By: Joshua Lamel
The U.S. Court of Appeals for the Federal Circuit heard oral arguments this month in a patent dispute between Big Pharma giant United Therapeutics Corporation (UTC) and a small biotech attempting to bring a competing product to market for patients living with pulmonary hypertension.
UTC markets itself as “the first publicly traded biotechnology company organized” as a Public Benefit Corporation (PBC) committed to “developing novel pharmaceutical therapies.” But the drug maker’s anti-competitive strategy around the pulmonary hypertension medication Treprostinil offers a case study of how Big Pharma’s abuse of the patent system undermines actual innovation that can benefit patients and distorts the prescription drug market.
The United States patent system is meant to protect and promote innovation, but loopholes are routinely exploited by large drug makers to block competition. The staggering cost of these anti-competitive tactics on blockbuster products used by millions of Americans, like AbbVie’s Humira, are well documented.
Less explored is the impact these practices have on incentives to pursue actual innovation that delivers better clinical value for patients.
Pulmonary hypertension is a progressive condition that impacts blood flow between the heart and the lungs. According to the National Institute of Health (NIH), “about one percent of people globally” suffer from this serious disease, which, over time, causes heart health and lung function to deteriorate. There is no cure for this condition that eventually leads to heart failure, but medication helps manage symptoms and slow the progression of the disease.

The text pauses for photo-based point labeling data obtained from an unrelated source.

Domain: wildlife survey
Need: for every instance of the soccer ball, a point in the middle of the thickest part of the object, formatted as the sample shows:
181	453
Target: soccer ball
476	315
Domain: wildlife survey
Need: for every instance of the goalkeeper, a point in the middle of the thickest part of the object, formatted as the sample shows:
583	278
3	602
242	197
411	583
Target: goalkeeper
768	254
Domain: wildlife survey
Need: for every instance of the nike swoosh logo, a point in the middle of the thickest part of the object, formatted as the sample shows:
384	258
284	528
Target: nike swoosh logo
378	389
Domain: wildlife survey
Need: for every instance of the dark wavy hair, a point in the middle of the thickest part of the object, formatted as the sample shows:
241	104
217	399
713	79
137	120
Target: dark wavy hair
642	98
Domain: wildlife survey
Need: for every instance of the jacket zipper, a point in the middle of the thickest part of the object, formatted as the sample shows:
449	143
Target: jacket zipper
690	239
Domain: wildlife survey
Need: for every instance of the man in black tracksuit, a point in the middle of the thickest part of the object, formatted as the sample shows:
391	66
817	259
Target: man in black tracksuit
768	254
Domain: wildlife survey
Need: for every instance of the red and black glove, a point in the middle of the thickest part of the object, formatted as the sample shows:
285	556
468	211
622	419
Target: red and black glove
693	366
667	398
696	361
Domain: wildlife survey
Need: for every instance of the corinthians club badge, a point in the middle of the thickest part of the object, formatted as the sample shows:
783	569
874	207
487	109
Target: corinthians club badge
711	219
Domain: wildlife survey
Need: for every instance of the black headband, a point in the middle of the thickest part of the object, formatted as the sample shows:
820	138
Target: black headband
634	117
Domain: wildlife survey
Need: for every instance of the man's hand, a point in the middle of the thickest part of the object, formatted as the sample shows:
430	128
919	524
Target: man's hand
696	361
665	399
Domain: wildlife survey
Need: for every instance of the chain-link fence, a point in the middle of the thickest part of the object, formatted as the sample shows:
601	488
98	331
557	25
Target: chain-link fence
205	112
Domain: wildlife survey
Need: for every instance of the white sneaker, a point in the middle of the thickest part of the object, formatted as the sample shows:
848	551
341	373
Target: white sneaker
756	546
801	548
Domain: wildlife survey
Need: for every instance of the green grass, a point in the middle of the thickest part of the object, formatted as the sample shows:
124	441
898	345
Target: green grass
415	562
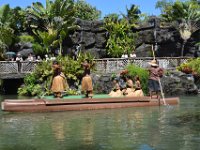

The principal medication used to treat this condition is Treprostinil. The drug is a manufactured version of a naturally occurring substance in the body, Prostacyclin. Prostacyclin was discovered in 1976 and helps to dilate blood vessels, which decreases blood vessel pressure in the lungs and reduces strain on the heart. UTC’s first Treprostinil product, injectable Remodulin, was approved by the FDA on May 21, 2002. More than twenty years later, its manufacturer, UTC, continues to corner the market on this drug.
UTC still has 10 patents listed as protecting Remodulin going out until March 2029. UTC has an oral Treprostinil product, Orenitram, with patents out until 2031 and an inhalable version of Treprostinil, Tyvaso DPI, with patents out until 2035. UTC’s main strategy is to obtain product-by-process patents in the same family that essentially claim a new way to make the same old drug. This has enabled UTC to keep its monopoly well beyond the average exclusivity of 14.4 years, or even the full patent life of 20 years.